Organ-on-chip technology will be moving out of the lab and into the commercial market

By Deanna Utroske

- Last updated on GMT

organ-on-chip image courtesy of Emulate
organ-on-chip image courtesy of Emulate

Related tags Pharmacology

This week, Emulate announced new funding and research partnerships that will advance the technology, which has significant potential for cosmetic and personal care development and testing.

In 2014 Emulate got its start as a spinoff of the Wyss Institute at Harvard University. Researchers there had been working for over ten years on a human bioemulation solution.

For Emulate, the plan was to take the newly developed organ-on-chip technology, which mimics parts, systems, or diseases affecting the human body, and commercialize it, thereby making it available to pharmaceutical companies, chemical companies, food companies, cosmetics companies, etc.

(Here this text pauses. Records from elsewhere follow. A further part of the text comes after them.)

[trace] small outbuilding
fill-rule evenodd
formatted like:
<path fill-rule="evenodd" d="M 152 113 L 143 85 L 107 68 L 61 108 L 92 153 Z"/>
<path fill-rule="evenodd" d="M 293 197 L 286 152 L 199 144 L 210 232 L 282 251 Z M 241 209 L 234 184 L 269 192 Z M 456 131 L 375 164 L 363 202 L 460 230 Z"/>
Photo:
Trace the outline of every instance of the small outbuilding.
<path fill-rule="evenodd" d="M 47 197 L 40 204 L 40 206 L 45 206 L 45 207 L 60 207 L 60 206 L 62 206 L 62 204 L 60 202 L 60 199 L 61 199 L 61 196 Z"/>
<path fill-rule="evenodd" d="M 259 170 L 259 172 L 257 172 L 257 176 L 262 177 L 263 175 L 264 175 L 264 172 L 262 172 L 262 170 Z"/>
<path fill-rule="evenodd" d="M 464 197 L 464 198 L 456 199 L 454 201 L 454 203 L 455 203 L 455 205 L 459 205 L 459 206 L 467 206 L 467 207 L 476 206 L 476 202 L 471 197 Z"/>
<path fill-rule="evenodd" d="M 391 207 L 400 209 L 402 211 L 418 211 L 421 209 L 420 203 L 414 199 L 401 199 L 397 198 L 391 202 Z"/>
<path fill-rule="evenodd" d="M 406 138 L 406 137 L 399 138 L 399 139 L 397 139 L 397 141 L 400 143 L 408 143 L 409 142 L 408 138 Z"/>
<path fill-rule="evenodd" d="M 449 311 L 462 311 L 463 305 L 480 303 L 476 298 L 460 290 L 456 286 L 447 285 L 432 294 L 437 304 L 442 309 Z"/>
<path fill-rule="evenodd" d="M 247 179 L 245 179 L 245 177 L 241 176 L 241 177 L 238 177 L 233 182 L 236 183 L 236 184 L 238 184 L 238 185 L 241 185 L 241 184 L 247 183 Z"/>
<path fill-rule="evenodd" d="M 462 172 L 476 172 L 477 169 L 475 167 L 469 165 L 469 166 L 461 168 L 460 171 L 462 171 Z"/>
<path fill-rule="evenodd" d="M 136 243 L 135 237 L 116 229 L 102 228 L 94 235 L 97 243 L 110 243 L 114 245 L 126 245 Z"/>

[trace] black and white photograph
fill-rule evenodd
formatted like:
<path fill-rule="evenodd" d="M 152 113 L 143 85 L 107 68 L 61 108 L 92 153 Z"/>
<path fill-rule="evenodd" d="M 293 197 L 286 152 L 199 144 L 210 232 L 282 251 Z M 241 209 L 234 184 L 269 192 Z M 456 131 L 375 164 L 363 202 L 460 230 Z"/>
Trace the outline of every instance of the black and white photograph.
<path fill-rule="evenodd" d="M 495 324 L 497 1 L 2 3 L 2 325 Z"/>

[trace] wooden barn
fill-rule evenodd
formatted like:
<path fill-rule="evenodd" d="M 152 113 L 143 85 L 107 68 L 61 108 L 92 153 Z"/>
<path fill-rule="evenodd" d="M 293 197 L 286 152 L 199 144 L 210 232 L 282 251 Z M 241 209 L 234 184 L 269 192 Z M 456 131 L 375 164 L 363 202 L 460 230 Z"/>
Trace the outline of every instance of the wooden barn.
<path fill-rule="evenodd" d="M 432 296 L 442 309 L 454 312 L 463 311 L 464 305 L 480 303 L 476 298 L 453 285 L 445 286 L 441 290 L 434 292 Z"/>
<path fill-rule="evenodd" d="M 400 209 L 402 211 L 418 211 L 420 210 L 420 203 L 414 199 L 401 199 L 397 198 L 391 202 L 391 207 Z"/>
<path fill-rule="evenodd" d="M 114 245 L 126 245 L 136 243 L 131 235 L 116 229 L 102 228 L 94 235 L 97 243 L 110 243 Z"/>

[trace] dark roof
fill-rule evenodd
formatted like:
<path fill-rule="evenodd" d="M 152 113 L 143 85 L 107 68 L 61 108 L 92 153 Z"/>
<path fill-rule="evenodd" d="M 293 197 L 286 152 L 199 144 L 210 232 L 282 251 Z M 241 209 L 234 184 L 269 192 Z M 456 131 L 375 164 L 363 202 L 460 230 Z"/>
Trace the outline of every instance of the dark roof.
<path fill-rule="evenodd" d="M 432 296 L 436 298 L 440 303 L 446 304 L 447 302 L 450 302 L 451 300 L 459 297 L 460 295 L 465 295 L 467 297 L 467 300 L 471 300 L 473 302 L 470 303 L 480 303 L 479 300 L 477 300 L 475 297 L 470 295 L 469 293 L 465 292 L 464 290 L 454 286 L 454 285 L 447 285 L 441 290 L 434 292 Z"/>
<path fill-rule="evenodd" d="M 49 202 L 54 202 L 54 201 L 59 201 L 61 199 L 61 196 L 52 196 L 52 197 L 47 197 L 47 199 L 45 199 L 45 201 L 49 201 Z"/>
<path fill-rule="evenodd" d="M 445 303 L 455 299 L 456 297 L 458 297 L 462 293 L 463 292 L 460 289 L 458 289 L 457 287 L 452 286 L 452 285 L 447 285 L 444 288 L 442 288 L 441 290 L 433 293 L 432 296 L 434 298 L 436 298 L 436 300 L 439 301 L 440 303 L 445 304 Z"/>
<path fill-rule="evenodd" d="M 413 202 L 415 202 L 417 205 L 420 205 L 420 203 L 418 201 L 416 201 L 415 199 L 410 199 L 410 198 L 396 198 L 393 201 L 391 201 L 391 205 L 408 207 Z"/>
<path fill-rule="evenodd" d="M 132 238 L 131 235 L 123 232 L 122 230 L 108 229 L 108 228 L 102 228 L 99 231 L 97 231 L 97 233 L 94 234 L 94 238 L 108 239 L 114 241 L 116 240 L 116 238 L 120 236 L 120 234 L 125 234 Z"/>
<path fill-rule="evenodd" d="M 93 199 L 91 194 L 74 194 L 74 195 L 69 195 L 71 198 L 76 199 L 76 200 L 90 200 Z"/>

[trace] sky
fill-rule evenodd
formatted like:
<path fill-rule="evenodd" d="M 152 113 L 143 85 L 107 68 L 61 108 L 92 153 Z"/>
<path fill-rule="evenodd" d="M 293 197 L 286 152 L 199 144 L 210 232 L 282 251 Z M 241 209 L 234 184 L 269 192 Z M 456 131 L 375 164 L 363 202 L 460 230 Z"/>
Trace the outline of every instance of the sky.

At the time, Emulate’s Series A funding amounted to $12m.  And the company was certain it had a solution that “opens up entirely new possibilities to develop products with enhanced properties, improved efficacy and safety, and personalization to patients and consumers,”​ as James Coon, CEO of Emulate then told the press.

More money

With an additional $17m in Series B funding, Emulate will move its lab-ready tech further toward the commercial market. That $17m brings this round of funding up to $45m for the company.

The current solution incorporates “instrumentation and software apps and is designed to provide a new R&D platform that predicts human response to diseases, medicines, chemicals and foods with greater precision and detail than cell culture or animal testing experimental methods,” ​according to a press release about the new moneys.

“We are excited to expand this Series B financing to include the support of a wide group of such high-quality investors who are aligned with our vision to commercialize the Organs-on-Chips technology. The funding will help accelerate product development cycles, and improve product efficacy and safety across a range of industries - including pharmaceutical, chemical, food and consumer products companies,”​ says Coon.

“We are rapidly moving toward launching our Human Emulation System to the next stage of commercial development, so that our technology will operate as a plug-and-play system in the hands of product development teams and researchers around the world,”​ he adds.

More research

Also this week, Emulate announced two new partnerships. The company will be working with the Lawrence J. Ellison Institute for Transformative Medicine of USC on research and development projects related to cancer treatment and patient wellness, explains a company media release about that deal.

Commenting on the partnership, Shannon M. Mumenthaler, the director of the Stephenson Family Personalized Medicine Center at the Ellison Institute, tells the press, “The human-relevant model systems offered by Organs-on-Chips technology are ideally suited to evolve the way we understand the complexities of cancer biology.”

Emulate is also teaming up with LabCorp on preclinical drug evaluations. “The companies will work together to identify and qualify specific applications in which Emulate’s Organs-on-Chips platform can help improve the existing drug development process.”